I'm sorry to have been absent for so long this week ... I have visited and enjoyed all that you've been posting, here and on other sites of the blogosphere ... but time for posting of my own? ... that's something else.
But I have had time to think in the midst of the thousands of words, photos, videoclips and links I have published - so far - this week, and you have given me much to think about ... and for that, I am grateful, for it has had some effect upon what, when and how I publish.
I am also thinking back more than thirty years, standing on the banks of the Susquehanna, desperately raising the the level of the dikes that were so hard-pressed by the floods that accompanied Tropical Storm Agnes ...
I remember the odd mixture of excitement and exhaustion as thousands of us labored at sandbagging ... the shock and incredible sadness when air raid sirens filled the air with their mournful wail ... telling us that the engineers had determined a break was imminent, and that we had to leave ... NOW ...
I remember being overwhelmed by the site of a river three miles wide, after the dikes burst on both sides of the river, flooding the communities of the Wyoming Valley ...
Thank God, we were spared the horrors being visited upon New Orleans and other communities smashed by Katrina ...
The flooding was confined to our valley ... relief in the form of volunteer fire companies and ambulance squads, emergency shelters and fully-functional hospitals ... communities untouched by the ravages of Agnes ... were just ten miles away, on the other side of the mountains that lined the valley ...
We had effective leadership that had prepared for such an event (previous floods in 1936 and 1902), we had a plan that incorporated policemen firefighters, stat police, even Boy Scouts (that's how I ended up on the dikes).
We had effective communications that survived Agnes' rampage and enabled us to identify and address emergencies as they came up ... a fire, for example, in Wilkes-Barre's flooded downtown district ... that was extinguished after a firefighting boat was airlifted to the valley ... but also sending a couple of people out in some guy's little motorboat to pull someone off the top of their house.
And we weren't alone ... the National Guard and the regulars of the U.S. Armed Forces turned out in force ... and for the first few days after the waters of the Susquehanna receded, something like martial law was imposed and traffic in and out of the valley was severely curtailed as the damage and the death toll was assessed.

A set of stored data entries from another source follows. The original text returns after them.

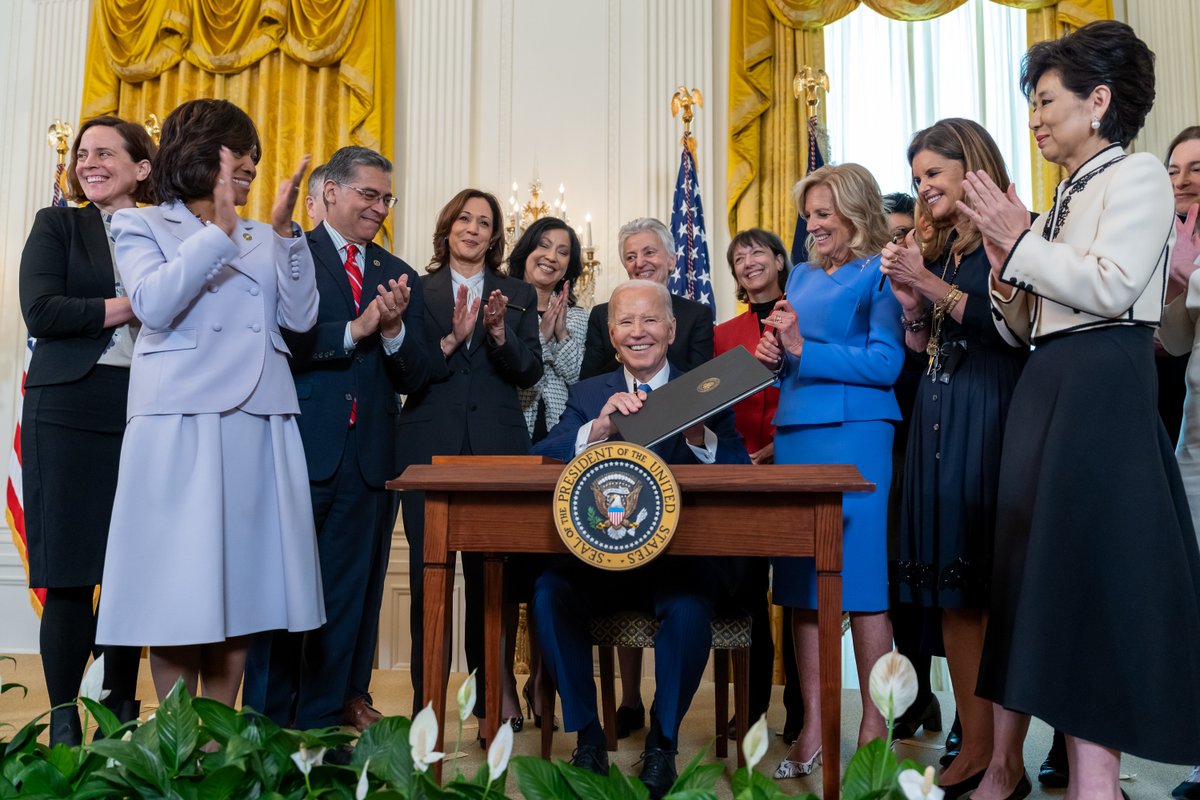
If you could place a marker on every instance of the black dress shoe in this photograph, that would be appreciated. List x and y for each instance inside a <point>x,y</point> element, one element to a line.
<point>1189,789</point>
<point>658,771</point>
<point>955,791</point>
<point>953,743</point>
<point>1055,770</point>
<point>630,720</point>
<point>928,716</point>
<point>592,758</point>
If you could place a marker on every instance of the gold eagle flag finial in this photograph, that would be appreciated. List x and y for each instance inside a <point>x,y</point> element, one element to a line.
<point>808,82</point>
<point>153,127</point>
<point>59,137</point>
<point>683,100</point>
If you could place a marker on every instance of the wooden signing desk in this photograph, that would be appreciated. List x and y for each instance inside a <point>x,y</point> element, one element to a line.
<point>498,505</point>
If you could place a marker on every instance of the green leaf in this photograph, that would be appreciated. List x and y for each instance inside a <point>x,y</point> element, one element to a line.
<point>385,744</point>
<point>538,780</point>
<point>179,728</point>
<point>221,722</point>
<point>873,768</point>
<point>136,758</point>
<point>107,721</point>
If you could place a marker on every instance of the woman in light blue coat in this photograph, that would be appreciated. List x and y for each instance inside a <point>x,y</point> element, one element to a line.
<point>839,349</point>
<point>211,536</point>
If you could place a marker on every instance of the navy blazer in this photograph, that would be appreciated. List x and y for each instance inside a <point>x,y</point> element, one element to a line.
<point>66,274</point>
<point>691,348</point>
<point>472,396</point>
<point>587,398</point>
<point>329,378</point>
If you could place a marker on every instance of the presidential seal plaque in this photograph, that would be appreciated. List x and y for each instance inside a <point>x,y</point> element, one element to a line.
<point>617,505</point>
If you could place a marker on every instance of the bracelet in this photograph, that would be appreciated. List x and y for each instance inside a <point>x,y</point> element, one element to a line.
<point>915,325</point>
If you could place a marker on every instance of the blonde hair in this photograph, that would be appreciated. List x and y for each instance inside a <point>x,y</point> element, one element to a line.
<point>857,199</point>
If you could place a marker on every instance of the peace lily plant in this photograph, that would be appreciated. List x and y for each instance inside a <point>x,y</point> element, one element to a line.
<point>198,749</point>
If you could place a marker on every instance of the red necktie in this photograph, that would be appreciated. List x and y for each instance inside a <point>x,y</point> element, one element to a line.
<point>355,275</point>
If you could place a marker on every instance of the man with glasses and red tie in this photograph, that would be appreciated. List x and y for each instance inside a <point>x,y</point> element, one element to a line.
<point>366,348</point>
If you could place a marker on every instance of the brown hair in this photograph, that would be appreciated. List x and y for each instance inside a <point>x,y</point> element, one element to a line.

They also choppered supplies and medical personnel back and forth across the valley before the bridges were repaired, and trucked supplies to shelters that were established in neighboring communities.
I've thought a lot about our National Guard in the last few days. That most effective of forces for tackling emergencies and restoring order is stretched to the limit ... and beyond ...
For these reasons, and more, I never felt the absolute desperation people are feeling - and rightfully so! - in the streets of New Orleans tonight ... God bless them and comfort them, strengthen their spirits, and the spirits of those rushing to their aid!